As always, it’s important to recognize the bias of a piece’s authorship. But with that taken into account, it’s still insightful. Goodwin is wonderful at leading the conversation to the places it needs to go, and President Obama’s reflections are worth reading at the very least because it’s so different from what is going on with the U.S. presidential race right now. I’m a bit biased because the conversation has a humanist slant and is fun to read from a literary perspective, but I maintain that if you’re at all interested in U.S. presidential politics, this piece is worth your time.

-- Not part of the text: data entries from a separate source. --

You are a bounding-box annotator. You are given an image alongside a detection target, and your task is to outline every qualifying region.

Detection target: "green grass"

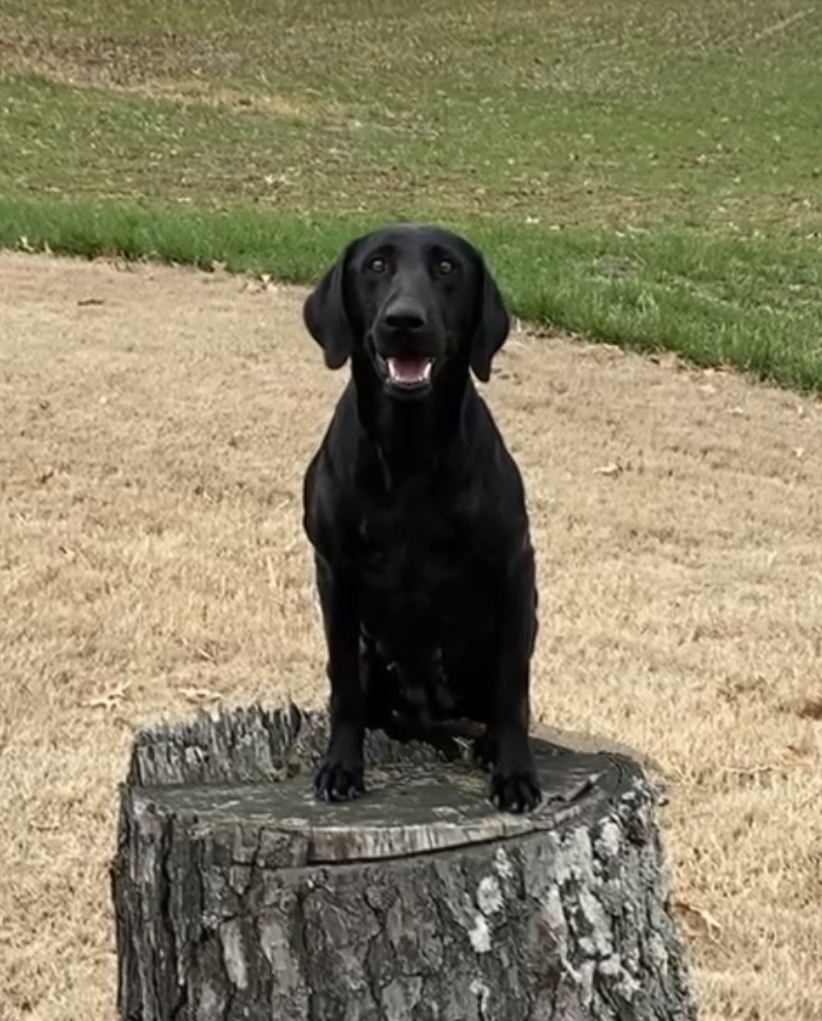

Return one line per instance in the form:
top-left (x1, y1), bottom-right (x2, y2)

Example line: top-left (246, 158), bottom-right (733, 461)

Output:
top-left (5, 196), bottom-right (821, 392)
top-left (1, 0), bottom-right (822, 389)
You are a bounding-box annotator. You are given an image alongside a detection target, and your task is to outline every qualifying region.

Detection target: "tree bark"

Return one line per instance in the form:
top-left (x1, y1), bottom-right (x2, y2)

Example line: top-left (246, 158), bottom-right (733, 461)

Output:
top-left (110, 703), bottom-right (698, 1021)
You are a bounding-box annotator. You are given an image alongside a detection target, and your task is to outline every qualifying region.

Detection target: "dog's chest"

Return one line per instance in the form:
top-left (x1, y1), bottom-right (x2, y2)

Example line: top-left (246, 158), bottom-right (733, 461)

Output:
top-left (349, 493), bottom-right (483, 619)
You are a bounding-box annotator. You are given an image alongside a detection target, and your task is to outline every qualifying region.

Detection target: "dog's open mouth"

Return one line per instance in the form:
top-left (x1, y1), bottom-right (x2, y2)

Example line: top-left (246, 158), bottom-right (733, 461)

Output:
top-left (383, 355), bottom-right (434, 390)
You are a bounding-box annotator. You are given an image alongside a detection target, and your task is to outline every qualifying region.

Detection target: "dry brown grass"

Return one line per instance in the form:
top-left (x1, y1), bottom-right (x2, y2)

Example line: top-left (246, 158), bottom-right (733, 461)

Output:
top-left (1, 252), bottom-right (821, 1021)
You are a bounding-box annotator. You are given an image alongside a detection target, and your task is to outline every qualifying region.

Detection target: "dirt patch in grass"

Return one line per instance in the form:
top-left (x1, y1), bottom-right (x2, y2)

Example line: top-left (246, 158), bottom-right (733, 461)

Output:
top-left (0, 32), bottom-right (324, 120)
top-left (1, 252), bottom-right (821, 1021)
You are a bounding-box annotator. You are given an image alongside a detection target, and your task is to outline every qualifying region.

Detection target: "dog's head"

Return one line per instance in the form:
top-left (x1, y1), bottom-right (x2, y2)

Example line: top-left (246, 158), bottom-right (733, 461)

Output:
top-left (302, 223), bottom-right (510, 396)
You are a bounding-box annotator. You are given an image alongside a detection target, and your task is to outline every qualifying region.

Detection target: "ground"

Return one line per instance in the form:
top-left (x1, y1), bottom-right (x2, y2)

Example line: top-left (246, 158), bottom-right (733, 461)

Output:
top-left (0, 252), bottom-right (820, 1021)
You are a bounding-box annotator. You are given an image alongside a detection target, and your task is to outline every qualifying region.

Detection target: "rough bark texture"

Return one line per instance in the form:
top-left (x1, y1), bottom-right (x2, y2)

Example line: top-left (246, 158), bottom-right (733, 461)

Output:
top-left (110, 703), bottom-right (698, 1021)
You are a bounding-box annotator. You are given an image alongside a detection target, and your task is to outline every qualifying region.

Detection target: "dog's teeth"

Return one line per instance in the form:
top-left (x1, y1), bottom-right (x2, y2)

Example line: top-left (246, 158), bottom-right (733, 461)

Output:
top-left (387, 357), bottom-right (432, 385)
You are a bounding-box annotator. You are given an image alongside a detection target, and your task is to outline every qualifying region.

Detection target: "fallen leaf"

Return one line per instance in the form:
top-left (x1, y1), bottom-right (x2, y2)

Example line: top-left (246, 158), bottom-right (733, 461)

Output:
top-left (792, 698), bottom-right (820, 722)
top-left (783, 729), bottom-right (818, 766)
top-left (179, 686), bottom-right (222, 704)
top-left (672, 896), bottom-right (723, 939)
top-left (721, 764), bottom-right (775, 779)
top-left (31, 820), bottom-right (61, 833)
top-left (797, 696), bottom-right (822, 721)
top-left (84, 680), bottom-right (132, 709)
top-left (193, 645), bottom-right (218, 664)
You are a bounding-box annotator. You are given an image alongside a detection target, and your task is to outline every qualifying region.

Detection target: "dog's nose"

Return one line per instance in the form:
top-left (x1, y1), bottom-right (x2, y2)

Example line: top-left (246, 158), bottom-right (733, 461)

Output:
top-left (382, 302), bottom-right (427, 334)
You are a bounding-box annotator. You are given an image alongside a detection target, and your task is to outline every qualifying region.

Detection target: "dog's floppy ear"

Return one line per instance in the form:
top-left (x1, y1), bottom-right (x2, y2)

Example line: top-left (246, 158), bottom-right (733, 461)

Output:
top-left (303, 241), bottom-right (359, 370)
top-left (469, 256), bottom-right (511, 383)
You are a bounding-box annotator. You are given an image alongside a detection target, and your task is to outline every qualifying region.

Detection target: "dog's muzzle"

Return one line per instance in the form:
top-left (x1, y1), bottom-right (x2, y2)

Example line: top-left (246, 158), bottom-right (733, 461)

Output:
top-left (372, 297), bottom-right (442, 395)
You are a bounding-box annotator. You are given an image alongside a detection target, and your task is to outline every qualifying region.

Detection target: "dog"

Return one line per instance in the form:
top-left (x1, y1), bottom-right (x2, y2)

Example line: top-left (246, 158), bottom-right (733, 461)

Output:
top-left (301, 223), bottom-right (542, 814)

Anyway, here’s the link to the article.
PS: If you’re done reading it, I have a bit of an aside: so Obama needs to establish what kind of president he’s going to be remembered for, and he’s chosen to stick with the “hopeful/positive” vibe despite it not working out well on occasion, particularly with regards to working through the recession. In this interview it seems like he hasn’t changed his sense of positivity too dramatically from the one he entered his presidential campaign with. It reminded me of our current Prime Minister and his “sunny ways.” Many remarked that in addition to echoing his father, it was very similar to Obama’s campaign back in 2008. While Canada is a country much more conducive to (sometimes naive) positive thinking, I wonder how much Trudeau’s stance will change over the next few years. Do you think he’ll have an easier go of it? After all, he too one day will be leaving his position and like most democratic leaders before him, he’ll need to craft his public image during his exit just as he’s done with his entrance.